This section aligns with the following exam objectives:
Domain 1: Fundamentals of AI and Machine Learning
Task Statement 1.1: Explain Basic AI Concepts and Terminology
Artificial Intelligence (AI) refers to the capability of machines to simulate human intelligence, enabling them to reason, learn, and make decisions in order to solve problems or perform tasks autonomously.
Machine Learning (ML) is a subset of AI that focuses on enabling systems to learn from data and improve performance over time without being explicitly programmed.
Deep Learning (DL) is a specialized subset of machine learning that leverages artificial neural networks with multiple hidden layers to process large volumes of data and solve complex problems.
Neural Networks (NNs) are computational models inspired by the human brain. They consist of interconnected layers—input, hidden, and output layers—that work together to extract patterns from data.
Computer Vision is a branch of AI that enables machines to analyze and interpret visual information, such as images and videos, supporting tasks like image classification and object detection.
Natural Language Processing (NLP) focuses on enabling machines to understand, interpret, and generate human language, powering applications such as chatbots, translation systems, and sentiment analysis.
Model refers to a trained mathematical representation that uses learned patterns to make predictions or classifications based on input data.
Algorithm is a defined set of rules or procedures used during training to optimize a model so it can learn patterns effectively.
Training is the process of supplying data to an ML model so it can learn relationships and adjust its internal parameters.
Inference is the phase where a trained model is used to make predictions on new, unseen data.
Bias represents systematic errors introduced into a model due to imbalanced or skewed training data, potentially leading to unfair or inaccurate outcomes.
Fairness refers to efforts made to detect, reduce, and mitigate bias in AI systems to ensure equitable results across different groups.
Model Fit describes how well a model generalizes to unseen data.
Large Language Models (LLMs) are advanced NLP systems trained on massive text datasets, capable of generating context-aware, human-like language outputs (for example, GPT-based models).
📌 Exam Tip: Expect multiple-choice questions that test your ability to distinguish closely related terms such as AI, ML, and Deep Learning.
AI is the broadest category and includes any system designed to emulate human intelligence, including rule-based systems and expert systems. Machine Learning is a subset of AI that relies on data-driven learning techniques rather than predefined rules. Deep Learning further extends ML by using deep neural networks, making it especially effective for tasks such as image recognition and natural language processing.
AI systems may function with minimal data and simple logic, while ML typically requires labeled datasets and statistical models. Deep learning systems demand very large datasets and significant computational power, often relying on GPUs or TPUs.

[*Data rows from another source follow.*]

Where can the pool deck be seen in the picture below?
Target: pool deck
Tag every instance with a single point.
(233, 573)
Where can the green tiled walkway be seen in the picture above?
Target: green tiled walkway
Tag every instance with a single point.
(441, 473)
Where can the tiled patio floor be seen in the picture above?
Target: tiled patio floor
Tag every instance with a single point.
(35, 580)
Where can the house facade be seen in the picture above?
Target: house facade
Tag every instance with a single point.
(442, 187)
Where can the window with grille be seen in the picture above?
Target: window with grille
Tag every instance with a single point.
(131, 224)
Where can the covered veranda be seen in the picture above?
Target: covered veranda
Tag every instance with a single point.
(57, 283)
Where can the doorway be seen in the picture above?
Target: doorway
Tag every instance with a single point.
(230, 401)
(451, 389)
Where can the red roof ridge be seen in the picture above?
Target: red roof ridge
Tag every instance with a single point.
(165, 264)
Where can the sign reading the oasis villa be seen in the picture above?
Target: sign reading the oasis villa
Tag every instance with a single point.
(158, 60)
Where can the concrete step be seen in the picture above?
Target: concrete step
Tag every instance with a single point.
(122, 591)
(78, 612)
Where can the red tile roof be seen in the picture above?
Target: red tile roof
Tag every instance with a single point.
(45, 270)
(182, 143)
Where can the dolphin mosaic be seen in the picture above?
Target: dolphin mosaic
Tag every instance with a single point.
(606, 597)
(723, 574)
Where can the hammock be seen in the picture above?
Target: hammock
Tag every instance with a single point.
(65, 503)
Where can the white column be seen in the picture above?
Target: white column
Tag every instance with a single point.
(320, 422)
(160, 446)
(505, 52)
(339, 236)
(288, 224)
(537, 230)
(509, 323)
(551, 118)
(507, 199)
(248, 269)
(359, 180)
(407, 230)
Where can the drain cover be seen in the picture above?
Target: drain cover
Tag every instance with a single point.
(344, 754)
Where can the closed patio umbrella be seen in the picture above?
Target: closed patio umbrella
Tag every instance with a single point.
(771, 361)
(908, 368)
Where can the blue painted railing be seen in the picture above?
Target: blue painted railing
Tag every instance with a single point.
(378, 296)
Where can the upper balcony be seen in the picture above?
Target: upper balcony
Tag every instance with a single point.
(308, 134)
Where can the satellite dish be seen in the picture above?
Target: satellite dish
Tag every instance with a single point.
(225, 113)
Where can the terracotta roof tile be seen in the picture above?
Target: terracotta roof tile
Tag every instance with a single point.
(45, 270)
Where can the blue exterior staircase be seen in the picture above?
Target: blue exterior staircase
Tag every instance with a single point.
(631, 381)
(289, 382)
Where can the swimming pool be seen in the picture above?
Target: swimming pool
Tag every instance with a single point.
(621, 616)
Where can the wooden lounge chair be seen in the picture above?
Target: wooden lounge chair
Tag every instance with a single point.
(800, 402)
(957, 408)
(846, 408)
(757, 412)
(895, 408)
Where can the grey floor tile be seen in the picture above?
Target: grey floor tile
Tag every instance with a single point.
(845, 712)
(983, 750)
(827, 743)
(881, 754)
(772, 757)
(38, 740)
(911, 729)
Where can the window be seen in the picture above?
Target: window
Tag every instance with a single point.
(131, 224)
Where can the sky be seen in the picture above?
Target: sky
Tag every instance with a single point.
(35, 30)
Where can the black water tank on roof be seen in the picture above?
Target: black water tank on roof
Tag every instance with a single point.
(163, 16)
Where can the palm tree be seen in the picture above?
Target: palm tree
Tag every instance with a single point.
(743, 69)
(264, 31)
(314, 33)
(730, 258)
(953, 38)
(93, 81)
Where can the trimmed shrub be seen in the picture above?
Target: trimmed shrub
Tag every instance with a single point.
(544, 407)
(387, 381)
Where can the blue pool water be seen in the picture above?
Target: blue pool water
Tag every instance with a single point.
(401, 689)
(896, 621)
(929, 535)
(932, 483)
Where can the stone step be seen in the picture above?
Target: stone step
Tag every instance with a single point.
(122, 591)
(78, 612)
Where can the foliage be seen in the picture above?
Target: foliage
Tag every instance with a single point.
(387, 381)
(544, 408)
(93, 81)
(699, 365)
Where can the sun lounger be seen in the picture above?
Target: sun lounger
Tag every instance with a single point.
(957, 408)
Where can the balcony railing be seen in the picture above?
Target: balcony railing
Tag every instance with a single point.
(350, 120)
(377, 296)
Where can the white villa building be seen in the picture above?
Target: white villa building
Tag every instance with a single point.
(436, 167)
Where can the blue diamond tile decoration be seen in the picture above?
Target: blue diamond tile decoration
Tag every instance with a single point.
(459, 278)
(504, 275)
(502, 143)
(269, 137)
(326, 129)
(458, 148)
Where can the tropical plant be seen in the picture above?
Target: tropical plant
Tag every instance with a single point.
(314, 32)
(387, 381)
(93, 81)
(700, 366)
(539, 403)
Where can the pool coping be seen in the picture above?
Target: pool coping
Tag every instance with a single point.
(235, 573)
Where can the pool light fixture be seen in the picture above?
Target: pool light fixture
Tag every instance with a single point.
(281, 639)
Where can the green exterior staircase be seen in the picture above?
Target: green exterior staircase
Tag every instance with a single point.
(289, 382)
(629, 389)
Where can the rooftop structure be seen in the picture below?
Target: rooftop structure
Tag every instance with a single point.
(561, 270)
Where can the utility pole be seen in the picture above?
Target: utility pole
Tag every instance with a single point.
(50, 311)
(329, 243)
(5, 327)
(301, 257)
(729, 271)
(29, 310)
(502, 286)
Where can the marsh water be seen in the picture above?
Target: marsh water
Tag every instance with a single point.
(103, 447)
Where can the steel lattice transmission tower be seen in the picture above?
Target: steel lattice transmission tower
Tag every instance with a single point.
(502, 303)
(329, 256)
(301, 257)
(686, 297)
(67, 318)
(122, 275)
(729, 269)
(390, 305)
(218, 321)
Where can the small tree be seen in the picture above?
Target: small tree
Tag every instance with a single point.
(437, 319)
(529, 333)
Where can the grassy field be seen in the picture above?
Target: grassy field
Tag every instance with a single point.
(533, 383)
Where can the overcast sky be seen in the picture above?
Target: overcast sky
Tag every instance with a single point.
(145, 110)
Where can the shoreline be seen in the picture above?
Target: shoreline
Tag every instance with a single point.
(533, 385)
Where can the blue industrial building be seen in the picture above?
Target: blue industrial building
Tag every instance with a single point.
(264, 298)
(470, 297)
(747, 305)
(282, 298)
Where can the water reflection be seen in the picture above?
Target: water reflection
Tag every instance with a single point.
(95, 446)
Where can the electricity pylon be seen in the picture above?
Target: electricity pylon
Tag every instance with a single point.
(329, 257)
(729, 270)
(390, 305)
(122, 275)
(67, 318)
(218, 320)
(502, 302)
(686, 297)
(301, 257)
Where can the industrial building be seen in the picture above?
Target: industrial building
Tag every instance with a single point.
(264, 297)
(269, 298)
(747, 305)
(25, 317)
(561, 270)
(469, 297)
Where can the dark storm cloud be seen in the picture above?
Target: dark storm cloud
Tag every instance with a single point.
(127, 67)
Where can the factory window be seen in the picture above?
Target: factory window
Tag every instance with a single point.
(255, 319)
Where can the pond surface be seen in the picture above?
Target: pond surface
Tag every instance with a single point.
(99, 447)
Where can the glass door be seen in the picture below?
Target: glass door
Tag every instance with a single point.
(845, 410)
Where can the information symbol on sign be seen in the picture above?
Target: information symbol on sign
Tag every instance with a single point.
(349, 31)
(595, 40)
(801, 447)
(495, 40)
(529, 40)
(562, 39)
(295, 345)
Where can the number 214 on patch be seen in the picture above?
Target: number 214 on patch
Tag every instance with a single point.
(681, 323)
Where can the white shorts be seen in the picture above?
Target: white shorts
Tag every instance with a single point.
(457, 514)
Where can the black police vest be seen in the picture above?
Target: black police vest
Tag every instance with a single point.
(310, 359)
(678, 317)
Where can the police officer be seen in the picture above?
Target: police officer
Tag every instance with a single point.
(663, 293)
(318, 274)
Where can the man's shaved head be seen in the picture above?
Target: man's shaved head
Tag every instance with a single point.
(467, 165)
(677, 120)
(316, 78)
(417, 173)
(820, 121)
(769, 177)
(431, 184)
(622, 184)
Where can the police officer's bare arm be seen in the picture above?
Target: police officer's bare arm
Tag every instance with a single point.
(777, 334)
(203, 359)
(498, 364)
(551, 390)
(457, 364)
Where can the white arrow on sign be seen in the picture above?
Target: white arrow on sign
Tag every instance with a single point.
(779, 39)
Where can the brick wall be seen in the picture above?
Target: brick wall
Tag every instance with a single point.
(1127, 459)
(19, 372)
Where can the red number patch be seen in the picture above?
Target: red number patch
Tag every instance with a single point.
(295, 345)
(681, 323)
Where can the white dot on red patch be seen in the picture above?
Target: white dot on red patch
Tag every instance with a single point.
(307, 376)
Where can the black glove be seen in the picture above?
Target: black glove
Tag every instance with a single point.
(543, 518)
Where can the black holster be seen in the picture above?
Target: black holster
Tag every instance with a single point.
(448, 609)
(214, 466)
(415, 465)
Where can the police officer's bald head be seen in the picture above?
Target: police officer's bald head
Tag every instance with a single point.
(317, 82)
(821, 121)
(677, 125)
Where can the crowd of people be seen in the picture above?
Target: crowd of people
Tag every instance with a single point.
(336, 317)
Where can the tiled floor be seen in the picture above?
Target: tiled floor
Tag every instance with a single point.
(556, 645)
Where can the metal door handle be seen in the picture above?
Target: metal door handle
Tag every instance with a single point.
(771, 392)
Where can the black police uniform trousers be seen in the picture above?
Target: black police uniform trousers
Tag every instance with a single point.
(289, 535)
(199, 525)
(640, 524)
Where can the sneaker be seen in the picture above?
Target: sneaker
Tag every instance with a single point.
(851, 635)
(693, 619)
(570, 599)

📌 Exam Tip: Scenario-based questions frequently ask you to identify the most appropriate approach—AI, ML, or DL—based on problem complexity and data availability.
Batch Inference involves generating predictions for large volumes of data at scheduled intervals, such as processing daily or weekly transaction records.
Real-Time Inference produces immediate predictions as new data arrives, enabling use cases such as fraud detection or recommendation systems.
📌 Exam Tip: Be prepared to determine whether batch or real-time inference is more appropriate for a given operational scenario.
AI models work with multiple forms of data depending on the problem domain. Labeled data includes known outcomes and is essential for supervised learning, while unlabeled data is used in unsupervised learning scenarios.
Tabular data is structured into rows and columns, commonly found in databases and spreadsheets. Time-series data consists of sequential observations collected over time, such as sensor readings or financial prices.
Image data supports computer vision tasks, while text data is unstructured and commonly used in NLP applications. Structured data follows a predefined schema, whereas unstructured data lacks a fixed format and includes text, images, audio, and video.
📌 Exam Tip: Expect questions that assess your ability to select the correct data type for a specific AI or ML use case.
Supervised learning trains models using labeled input-output pairs and is commonly applied to classification and regression problems such as spam filtering and fraud detection.
Unsupervised learning identifies patterns in unlabeled data and is often used for clustering, anomaly detection, and customer segmentation.
Reinforcement learning (RL) enables models to learn through interaction with an environment by receiving rewards or penalties based on actions taken. This paradigm is widely used in robotics, game AI, and autonomous systems.
📌 Exam Tip: Be able to match real-world scenarios with the appropriate learning paradigm and algorithm type.
A strong understanding of foundational terminology is critical for success. Focus on clearly differentiating AI, ML, and Deep Learning, and understand how data types influence model selection. AWS exams emphasize practical application, so expect scenario-based questions that test your ability to choose the right learning approach. While this section is concept-focused, basic familiarity with AWS AI services such as Amazon SageMaker, Rekognition, and Comprehend will help contextualize exam scenarios.